They’ve popped up suddenly. Everywhere I go these days, there they are. Crispy chickpeas, a surprise ingredient that enhances dishes with a nutty, salty, crunchiness.

Over at Warehouse, the talented Eva Keilty sprinkles them on top of her farmers plate ($10). A fresh roti is piled high with seasonal veggies, crispy kale chips, and fried garbanzos for a fresh take on salad. Pair it with Pink Plush cocktail (appleton Jamaican white rum, pink grapefruit, St. Germain, soda, and lime) for a light beginning to the weekend.

At the Grocery, Kevin Johnson’s wood-roasted squid ($12) comes nestled in a pool of toothsome chickpeas fragrant with a curry of Moroccan flavors and a wisp of smoke. The kicker to this dish is the contrast between the chewy squid, the crunchy salad of pickled veggies, and the creamy chickpeas. Sit at the bar, have Hallie mix you up a Dirty Green Tomato martini, and dig in. 

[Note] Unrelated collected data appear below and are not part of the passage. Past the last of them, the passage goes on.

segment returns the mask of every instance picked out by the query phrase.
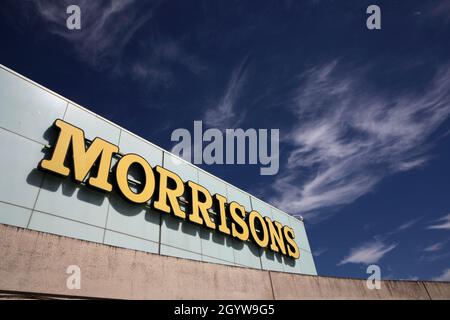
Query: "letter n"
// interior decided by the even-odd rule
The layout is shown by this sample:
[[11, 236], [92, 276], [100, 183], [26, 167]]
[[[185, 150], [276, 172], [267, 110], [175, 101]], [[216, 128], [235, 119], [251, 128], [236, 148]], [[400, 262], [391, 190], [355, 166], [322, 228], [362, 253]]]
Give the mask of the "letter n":
[[39, 167], [67, 177], [71, 173], [71, 169], [65, 163], [69, 149], [72, 147], [74, 180], [84, 181], [94, 165], [97, 164], [95, 166], [96, 175], [91, 172], [87, 183], [98, 189], [111, 191], [112, 185], [108, 182], [109, 168], [112, 155], [119, 152], [119, 148], [103, 139], [95, 138], [86, 149], [83, 130], [60, 119], [56, 120], [54, 125], [60, 129], [60, 132], [52, 157], [50, 160], [42, 160]]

Indaco Chef Robert Berry has an unadulterated version of fried chick peas. Served like popcorn, the fried peas come to the table hot and seasoned with aleppo, fennel, and other spices ($3). You can’t eat just one. I know, I tried. 

A related treat that Basico serves up to every table is the humble corn nut. Forget about those gross ones from the potato chip aisle at the grocery store. A real corn nut is like popcorn on steroids with an intense corn flavor and a hearty crunch. Addictive.